Not necessarily true. Many dual head cards are seen by Windows as two individual devices. I’ve got a ATI card that came with my Dell. A check of the device manager shows two devices.

Both monitors have their own profiles.

Bob
PB
Paul_Budzik
Sep 28, 2006
Bob,

What card are you using? I went through this discussion with the tech guys at ATI ( the Fire GL people are great ) and they never suggested a single card that would display two different profiles on a Window’s based machine. They told me that I needed two individual cards and even specified the motherboard because I needed two full-time x16 xpress slots.

This was also confirmed by the tech people at Monaco.

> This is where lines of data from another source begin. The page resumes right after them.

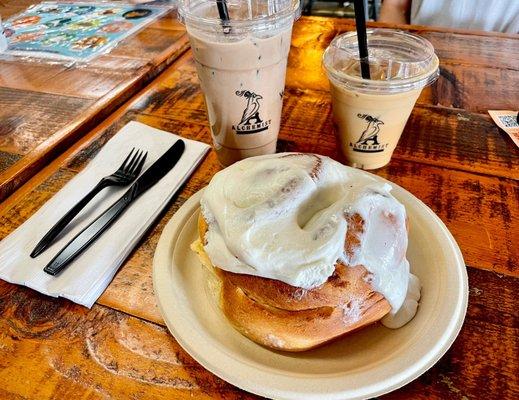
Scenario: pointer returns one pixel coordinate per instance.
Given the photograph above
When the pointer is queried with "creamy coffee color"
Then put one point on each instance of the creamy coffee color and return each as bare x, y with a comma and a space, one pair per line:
368, 127
242, 75
281, 216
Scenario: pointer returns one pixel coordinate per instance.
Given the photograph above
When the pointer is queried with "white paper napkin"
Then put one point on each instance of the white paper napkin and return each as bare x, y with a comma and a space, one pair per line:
87, 277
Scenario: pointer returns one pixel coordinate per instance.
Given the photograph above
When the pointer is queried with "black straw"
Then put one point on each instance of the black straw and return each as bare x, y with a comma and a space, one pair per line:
360, 23
224, 15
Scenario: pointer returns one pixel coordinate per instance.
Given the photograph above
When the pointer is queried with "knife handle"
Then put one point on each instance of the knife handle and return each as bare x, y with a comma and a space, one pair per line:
88, 235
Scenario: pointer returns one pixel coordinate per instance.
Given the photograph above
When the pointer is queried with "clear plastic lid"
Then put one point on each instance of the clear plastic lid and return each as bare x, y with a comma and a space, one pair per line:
399, 61
244, 16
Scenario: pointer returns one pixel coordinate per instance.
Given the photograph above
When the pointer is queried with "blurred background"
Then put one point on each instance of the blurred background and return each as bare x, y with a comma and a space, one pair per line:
328, 8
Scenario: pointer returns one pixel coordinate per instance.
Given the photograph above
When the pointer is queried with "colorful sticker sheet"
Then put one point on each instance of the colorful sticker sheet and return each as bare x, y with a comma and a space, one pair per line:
74, 31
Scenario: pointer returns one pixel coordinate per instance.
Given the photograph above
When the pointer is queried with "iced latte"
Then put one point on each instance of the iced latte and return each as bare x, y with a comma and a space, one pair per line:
241, 66
370, 115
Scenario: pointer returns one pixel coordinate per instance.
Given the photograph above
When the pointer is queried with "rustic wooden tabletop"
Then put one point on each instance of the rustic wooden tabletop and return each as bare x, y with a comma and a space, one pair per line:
45, 107
451, 156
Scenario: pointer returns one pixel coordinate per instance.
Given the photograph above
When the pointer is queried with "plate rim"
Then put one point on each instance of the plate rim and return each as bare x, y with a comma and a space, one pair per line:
172, 230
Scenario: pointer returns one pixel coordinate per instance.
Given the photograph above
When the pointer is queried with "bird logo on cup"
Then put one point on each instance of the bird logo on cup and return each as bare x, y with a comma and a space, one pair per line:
368, 141
250, 120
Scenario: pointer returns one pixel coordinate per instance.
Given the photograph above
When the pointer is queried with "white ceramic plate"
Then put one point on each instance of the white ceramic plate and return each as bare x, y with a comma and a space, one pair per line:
370, 362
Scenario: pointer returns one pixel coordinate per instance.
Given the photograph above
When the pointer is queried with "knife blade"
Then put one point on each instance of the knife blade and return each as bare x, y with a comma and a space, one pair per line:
95, 229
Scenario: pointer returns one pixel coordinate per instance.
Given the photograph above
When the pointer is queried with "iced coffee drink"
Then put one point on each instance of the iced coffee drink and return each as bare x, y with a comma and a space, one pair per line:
370, 114
241, 66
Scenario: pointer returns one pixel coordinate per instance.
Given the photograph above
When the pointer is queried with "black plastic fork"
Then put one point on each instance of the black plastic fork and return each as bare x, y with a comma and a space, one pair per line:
126, 174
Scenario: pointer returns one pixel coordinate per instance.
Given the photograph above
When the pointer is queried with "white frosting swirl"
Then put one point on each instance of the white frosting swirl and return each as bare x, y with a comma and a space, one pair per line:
282, 216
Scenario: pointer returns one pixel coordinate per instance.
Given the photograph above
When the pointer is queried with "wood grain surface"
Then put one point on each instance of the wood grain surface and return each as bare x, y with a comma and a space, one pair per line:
451, 156
45, 107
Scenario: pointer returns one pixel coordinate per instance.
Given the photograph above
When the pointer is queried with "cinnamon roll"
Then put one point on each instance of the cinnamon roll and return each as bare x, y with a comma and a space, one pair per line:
306, 249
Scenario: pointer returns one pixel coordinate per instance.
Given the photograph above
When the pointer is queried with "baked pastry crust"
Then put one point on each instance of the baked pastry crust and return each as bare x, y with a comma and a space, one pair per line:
280, 316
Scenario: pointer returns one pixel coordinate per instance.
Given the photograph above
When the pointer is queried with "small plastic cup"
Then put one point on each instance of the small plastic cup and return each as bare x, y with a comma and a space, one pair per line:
241, 64
370, 114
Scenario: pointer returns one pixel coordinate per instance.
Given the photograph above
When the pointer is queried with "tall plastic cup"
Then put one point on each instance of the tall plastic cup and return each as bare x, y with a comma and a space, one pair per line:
370, 114
241, 65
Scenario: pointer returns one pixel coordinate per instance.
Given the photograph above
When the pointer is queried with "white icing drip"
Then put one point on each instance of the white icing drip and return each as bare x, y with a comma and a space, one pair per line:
406, 313
274, 216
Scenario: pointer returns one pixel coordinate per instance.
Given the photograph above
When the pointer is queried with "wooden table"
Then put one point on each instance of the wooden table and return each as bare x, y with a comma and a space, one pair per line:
451, 156
44, 108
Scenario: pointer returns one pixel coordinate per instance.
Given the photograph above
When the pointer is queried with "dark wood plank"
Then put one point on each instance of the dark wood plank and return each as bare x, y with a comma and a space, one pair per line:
53, 349
27, 118
104, 84
101, 352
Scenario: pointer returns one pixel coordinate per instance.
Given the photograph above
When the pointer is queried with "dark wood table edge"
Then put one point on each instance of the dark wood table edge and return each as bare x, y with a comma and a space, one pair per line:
29, 165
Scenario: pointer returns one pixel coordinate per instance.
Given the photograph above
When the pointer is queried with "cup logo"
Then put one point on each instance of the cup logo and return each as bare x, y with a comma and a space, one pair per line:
250, 120
368, 141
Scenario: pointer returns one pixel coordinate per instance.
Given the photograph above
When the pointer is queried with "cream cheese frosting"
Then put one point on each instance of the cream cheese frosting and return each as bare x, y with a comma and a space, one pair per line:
282, 216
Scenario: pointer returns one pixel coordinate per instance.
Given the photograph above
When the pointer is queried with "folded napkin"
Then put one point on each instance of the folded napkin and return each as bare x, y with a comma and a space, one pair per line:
87, 276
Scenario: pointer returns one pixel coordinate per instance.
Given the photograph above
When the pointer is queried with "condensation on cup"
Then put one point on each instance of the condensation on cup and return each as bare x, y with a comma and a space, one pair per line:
370, 114
241, 65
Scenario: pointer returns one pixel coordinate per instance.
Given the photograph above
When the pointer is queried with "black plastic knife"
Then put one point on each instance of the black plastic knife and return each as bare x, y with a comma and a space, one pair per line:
88, 235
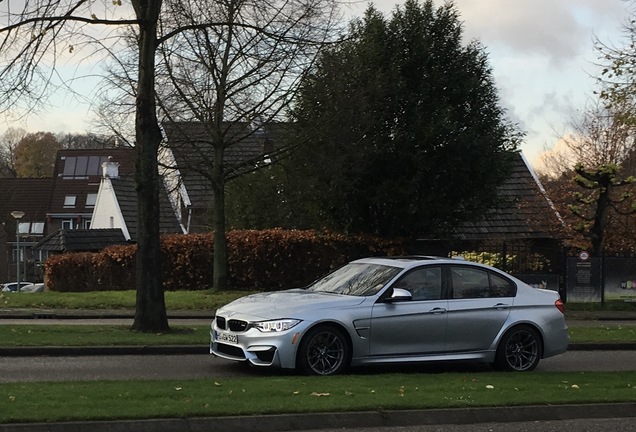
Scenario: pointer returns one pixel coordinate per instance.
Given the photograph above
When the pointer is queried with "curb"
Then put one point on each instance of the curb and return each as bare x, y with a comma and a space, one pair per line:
299, 422
62, 351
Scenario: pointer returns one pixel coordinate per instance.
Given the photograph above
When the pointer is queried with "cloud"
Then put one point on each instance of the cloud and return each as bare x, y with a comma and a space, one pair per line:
560, 30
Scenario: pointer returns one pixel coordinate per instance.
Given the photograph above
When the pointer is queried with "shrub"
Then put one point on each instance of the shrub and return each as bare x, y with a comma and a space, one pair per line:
266, 260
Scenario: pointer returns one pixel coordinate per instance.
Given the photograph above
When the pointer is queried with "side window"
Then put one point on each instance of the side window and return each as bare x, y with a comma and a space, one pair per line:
424, 283
501, 287
469, 283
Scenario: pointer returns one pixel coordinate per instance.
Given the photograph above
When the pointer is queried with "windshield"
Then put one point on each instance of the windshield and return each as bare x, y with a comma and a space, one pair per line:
356, 279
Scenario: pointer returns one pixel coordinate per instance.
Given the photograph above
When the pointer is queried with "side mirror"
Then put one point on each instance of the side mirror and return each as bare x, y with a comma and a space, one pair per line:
400, 295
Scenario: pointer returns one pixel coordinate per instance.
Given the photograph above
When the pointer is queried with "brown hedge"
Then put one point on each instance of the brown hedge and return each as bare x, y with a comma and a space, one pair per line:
266, 260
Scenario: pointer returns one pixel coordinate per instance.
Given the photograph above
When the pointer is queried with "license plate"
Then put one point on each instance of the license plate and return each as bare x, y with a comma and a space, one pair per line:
226, 337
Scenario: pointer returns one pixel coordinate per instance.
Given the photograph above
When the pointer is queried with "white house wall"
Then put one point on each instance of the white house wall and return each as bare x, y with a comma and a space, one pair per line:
107, 213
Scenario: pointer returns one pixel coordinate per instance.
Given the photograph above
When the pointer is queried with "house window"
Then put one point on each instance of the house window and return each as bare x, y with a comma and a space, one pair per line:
69, 201
24, 228
37, 228
40, 255
18, 255
91, 199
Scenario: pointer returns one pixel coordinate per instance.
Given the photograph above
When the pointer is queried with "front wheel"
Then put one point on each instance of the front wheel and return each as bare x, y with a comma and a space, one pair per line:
324, 351
520, 350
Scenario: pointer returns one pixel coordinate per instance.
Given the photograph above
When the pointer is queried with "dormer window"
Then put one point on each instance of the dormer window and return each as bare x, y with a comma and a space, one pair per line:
91, 199
69, 201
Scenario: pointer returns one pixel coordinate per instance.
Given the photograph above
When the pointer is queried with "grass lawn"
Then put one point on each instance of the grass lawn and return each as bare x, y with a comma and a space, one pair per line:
34, 402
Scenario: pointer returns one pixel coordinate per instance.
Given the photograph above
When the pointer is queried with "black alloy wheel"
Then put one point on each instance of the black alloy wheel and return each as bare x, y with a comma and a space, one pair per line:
520, 350
324, 351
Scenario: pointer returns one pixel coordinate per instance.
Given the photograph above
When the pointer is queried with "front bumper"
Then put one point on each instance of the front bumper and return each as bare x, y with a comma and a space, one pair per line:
256, 347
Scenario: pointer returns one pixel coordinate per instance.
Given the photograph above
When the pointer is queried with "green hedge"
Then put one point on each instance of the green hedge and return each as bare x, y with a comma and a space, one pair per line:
266, 260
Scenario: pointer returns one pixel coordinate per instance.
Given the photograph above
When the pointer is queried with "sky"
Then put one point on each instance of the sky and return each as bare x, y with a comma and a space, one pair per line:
541, 53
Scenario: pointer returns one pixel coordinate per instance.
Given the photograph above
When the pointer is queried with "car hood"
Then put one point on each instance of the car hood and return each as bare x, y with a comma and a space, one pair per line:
286, 304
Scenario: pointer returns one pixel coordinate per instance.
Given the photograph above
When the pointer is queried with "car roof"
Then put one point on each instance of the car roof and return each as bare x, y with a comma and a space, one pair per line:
408, 261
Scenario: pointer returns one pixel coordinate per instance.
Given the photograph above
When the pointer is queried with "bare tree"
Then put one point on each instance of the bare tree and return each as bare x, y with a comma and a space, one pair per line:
590, 181
35, 34
222, 88
8, 151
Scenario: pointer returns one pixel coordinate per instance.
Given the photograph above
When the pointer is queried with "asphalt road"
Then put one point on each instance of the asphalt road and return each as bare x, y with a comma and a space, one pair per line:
578, 425
87, 368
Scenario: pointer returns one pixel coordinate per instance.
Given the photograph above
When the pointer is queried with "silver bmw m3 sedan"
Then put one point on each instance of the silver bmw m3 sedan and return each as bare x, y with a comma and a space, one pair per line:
392, 310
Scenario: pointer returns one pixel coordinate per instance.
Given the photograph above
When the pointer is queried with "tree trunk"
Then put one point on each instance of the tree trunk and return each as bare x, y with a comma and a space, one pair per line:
220, 275
150, 315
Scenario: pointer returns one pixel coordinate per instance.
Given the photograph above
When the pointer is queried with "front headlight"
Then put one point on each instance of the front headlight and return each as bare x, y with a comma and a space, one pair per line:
276, 325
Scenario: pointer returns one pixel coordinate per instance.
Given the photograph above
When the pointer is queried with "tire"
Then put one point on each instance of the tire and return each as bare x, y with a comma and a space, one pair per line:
324, 350
520, 350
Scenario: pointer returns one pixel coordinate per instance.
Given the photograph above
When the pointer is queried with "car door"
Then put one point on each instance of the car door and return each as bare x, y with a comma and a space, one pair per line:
416, 326
479, 306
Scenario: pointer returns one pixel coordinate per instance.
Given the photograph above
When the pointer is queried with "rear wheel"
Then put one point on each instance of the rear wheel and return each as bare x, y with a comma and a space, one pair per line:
520, 350
324, 351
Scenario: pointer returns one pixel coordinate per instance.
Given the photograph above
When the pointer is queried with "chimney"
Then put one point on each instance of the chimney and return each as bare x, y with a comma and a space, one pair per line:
110, 169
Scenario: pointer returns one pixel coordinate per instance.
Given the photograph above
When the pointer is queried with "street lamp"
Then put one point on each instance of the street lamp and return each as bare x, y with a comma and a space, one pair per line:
17, 215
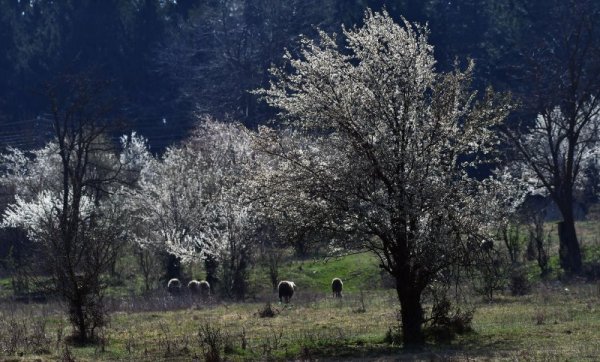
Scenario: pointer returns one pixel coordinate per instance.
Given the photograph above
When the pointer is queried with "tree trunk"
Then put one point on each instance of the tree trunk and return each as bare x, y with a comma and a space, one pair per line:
80, 322
569, 251
411, 313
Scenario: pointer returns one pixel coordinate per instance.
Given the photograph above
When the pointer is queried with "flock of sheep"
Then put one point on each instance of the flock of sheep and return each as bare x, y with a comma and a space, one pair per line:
285, 288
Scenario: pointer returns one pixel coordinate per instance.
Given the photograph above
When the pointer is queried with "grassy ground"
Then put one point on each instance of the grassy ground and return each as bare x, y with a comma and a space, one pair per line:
556, 322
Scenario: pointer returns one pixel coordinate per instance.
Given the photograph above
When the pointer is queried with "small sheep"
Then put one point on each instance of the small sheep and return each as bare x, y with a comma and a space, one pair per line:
336, 287
286, 290
174, 286
194, 287
204, 288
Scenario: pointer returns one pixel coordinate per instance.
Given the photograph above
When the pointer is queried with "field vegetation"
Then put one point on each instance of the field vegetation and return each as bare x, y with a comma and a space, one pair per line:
557, 320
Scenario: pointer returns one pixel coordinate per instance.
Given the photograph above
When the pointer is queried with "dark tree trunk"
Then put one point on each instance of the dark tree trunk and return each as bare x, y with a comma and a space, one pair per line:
411, 312
569, 251
172, 266
211, 265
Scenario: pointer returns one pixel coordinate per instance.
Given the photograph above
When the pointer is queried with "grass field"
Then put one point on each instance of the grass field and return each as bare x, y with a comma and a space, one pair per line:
556, 321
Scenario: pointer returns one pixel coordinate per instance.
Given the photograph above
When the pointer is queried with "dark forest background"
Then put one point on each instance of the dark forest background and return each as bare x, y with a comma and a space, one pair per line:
167, 60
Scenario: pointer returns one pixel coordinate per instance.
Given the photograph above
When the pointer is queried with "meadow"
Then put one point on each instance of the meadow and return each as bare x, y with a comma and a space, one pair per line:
558, 319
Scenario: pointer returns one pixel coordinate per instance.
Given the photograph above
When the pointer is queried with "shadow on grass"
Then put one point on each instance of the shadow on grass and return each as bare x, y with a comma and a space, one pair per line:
470, 346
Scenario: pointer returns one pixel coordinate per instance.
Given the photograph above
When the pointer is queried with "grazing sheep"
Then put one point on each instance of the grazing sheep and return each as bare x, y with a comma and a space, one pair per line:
286, 290
204, 288
174, 286
336, 287
194, 287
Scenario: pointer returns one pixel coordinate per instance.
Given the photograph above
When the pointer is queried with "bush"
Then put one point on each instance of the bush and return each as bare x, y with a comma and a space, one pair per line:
444, 323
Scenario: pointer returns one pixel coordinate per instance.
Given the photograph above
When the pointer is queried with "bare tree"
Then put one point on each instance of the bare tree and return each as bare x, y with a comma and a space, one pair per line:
563, 70
78, 217
377, 152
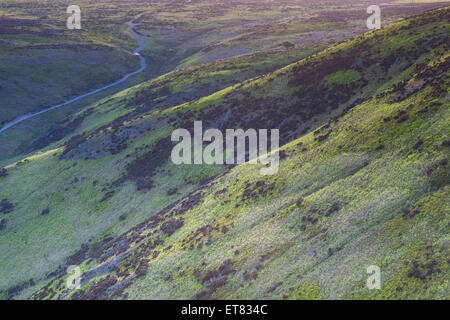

My experience with a single card was that in the settings it appeared as though it was using two different profiles, but it was actually only using the profile of the primary monitor.
BL
Bob Levine
Sep 28, 2006
It’s a Radeon X300 SE. Standard Dell issue.

One DVI and one VGA. It shows as two cards in the device manager and both have monitors are calibrated with separate profiles. Easy to check in the color management section of the display properies.

Bob
PB
Paul_Budzik
Sep 28, 2006
Yes, I know in the properties, it will look like you have two profiles, but I think Windows is only using the profile of the monitor that you specify as primary. I ran into this trying to use an X800 with DVI and VGA out. Because I’m running a CRT and LCD, the profiles are very different. If I switched primary display, I would notice my profile change. So I checked with the Monaco guys and they told me I couldn’t run two profiles on one card. I am now using two Fire GL cards and everything is working the way it’s supposed to.
DG
Dana_Gartenlaub
Sep 29, 2006
On my main Photoshop machine, I have Xp x64 (64 bit). Two LaCie 321 monitors use two seperate profiles on my ATI dual-head card (two DVI outputs) So if your card looks like two cards in Device Manager, it should have two LUT’s.

(I know this because when booting up, I get a message saying that it’s loading the default monitor profile, and I get it twice, one for each monitor.) If I go into Display Properties, on the Advanced tab, each monitor shows it using the correct profile. this is a PCI-E card, so perhaps it’s super advanced?

On 32 bit XP, I also have a dual-head card (two LUT’s, one analog out and one DVI, and an adapter to use a CRT as the second monitor) and although there are no messages annoucning anything, each monitor shows its own profile in the Advanced tab. And they work. The colors are as close as can be expected between a LaCie Electon Blue and an old generic View Mate cheapo.

So if you have two cards, with two seperate LUT’s, I suppose Windows should see each one seperately.

There are cards with two outputs that don’t have two LUT’s, and they show up as one card in Device Manager. They can only use one profile for all monitors connected to them.
CE
Carl_English
Sep 30, 2006
Dana,

Please give me the model number of your dual head (DVI output) ATI video card. I just received my new computer and would like to upgrade from the built-in single video display capability. I’m also new to PSCS2 and intend to use two monitors.